Connections All Around Us

We are like islands in the sea, separate on the surface but connected in the deep.
― William James

Earlier this week I was sitting in the aisle seat on a flight back from California and got to talking with a mom in the seat across to me, whose teenaged son was headed to diabetes camp. We had noticed her fiddling with a BG meter, and then a familiar blue insulin pump.

I tapped her on the shoulder and asked her about her child, and the pump, and shared some of my own story. We talked about some of the difficulties of being Type 1 parents. We swapped contact information, and went on our separate ways when the plane landed.

This interaction reminded me that we have connections (and potential resources and support) all around us, if we pay attention and have the courage to say hello!

Common Unity

com·mu·ni·ty    kǝ-‘myü-nǝ-tē\  n.   
            1. A unified body of individuals.

We were blessed to spend our Thanksgiving this year with a wonderful group of new friends. This group of people has been working together, living together, and celebrating together throughout the evolution of life over the past ten-plus years. They are singles, couples, parents and children, and soon-to-be-parents. The group has shifted and changed over time, but their core values persevere:

Love. Compassion. Support. Joy. Family.

Put into practice, these values result in acceptance, generosity, genuine interest in the lives and hearts of other people, true emotional connection, and gatherings that are dang fun.

Something new that my brood and I bring to the group is diabetes. Insulin, pumping, finger sticks, hypos, infusion sets, middle-of-the-night alarms, carbohydrate counting–these are things that are now so pervasive in our lives that I’ve almost completely lost the perspective of life without diabetes. Spending extended time like this with new friends makes me more aware of just how burdensome and strange it all can be.

For example, another mom in the group offered to take Luke home with her from the park we were all at to play with her son, and it took me nearly a full 60 seconds of silent internal deliberation, calculation, and trouble-shooting to even answer her. And then I had to give The Plan. And then I made mental notes about absolute times when I was going to need to call and check-in. Would 1 hour be too long? I’m sure I seemed like a crazy person.

And did I wake anyone when I was shuffling through the house, barely conscious at 3 o’clock in the morning, to maneuver through a pile of sleeping kids and check blood sugars? Did anyone notice the vacant stare I adopt when my kids sit down with a plate of food and I’m mentally analyzing and calculating the carbohydrate content? That fleeting look of panic when someone starts to cut up pie?

Evie learns to make pecan pie from scratch. Score!

Evie learns to make pecan pie from scratch. Score!

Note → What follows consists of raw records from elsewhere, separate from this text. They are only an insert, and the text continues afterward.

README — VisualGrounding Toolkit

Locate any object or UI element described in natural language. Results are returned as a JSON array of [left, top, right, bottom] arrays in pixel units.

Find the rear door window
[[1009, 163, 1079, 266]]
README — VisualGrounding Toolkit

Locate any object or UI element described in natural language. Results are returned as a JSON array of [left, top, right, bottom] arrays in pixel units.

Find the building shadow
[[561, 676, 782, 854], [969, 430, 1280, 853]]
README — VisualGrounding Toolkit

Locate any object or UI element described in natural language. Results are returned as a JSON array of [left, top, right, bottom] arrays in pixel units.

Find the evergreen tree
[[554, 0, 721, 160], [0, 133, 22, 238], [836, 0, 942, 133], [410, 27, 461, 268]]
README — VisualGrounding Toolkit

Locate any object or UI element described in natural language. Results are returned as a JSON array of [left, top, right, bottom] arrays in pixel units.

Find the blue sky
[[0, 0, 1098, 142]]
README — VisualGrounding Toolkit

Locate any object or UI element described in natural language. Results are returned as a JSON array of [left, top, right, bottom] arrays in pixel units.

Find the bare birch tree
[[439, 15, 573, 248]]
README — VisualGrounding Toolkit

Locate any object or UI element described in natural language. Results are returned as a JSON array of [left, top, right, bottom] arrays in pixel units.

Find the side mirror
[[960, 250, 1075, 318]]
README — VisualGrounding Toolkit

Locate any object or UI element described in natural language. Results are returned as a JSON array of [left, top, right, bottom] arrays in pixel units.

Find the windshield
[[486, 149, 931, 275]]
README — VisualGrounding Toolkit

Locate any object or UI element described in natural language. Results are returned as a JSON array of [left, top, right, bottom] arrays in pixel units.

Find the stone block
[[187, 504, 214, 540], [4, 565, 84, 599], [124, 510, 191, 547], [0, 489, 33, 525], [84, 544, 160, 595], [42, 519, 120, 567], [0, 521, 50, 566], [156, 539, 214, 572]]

The great thing about this cohesive group was their acceptance and attendant willingness to learn about what makes our world go ’round. People asked questions. They talked to my kids about their experiences and were interested in the answers. They watched me change infusion sets and dial in boluses, asked me about food and routines, and just genuinely cared about us.

And that’s what is so valuable about being part of a community. Whether it’s a small group of friends and family, a church or social circle, a local support group, or the larger cultural or medical communities, it’s valuable and vital to be able to share your struggles, burdens, accomplishments and joys with people who share some common thread. A common unity.

Everyone needs a community.

Kids have a remarkable ability to meld into relatively cohesive groups within hours of meeting each other.

Kids have a remarkable ability to meld into relatively cohesive groups within hours of meeting each other.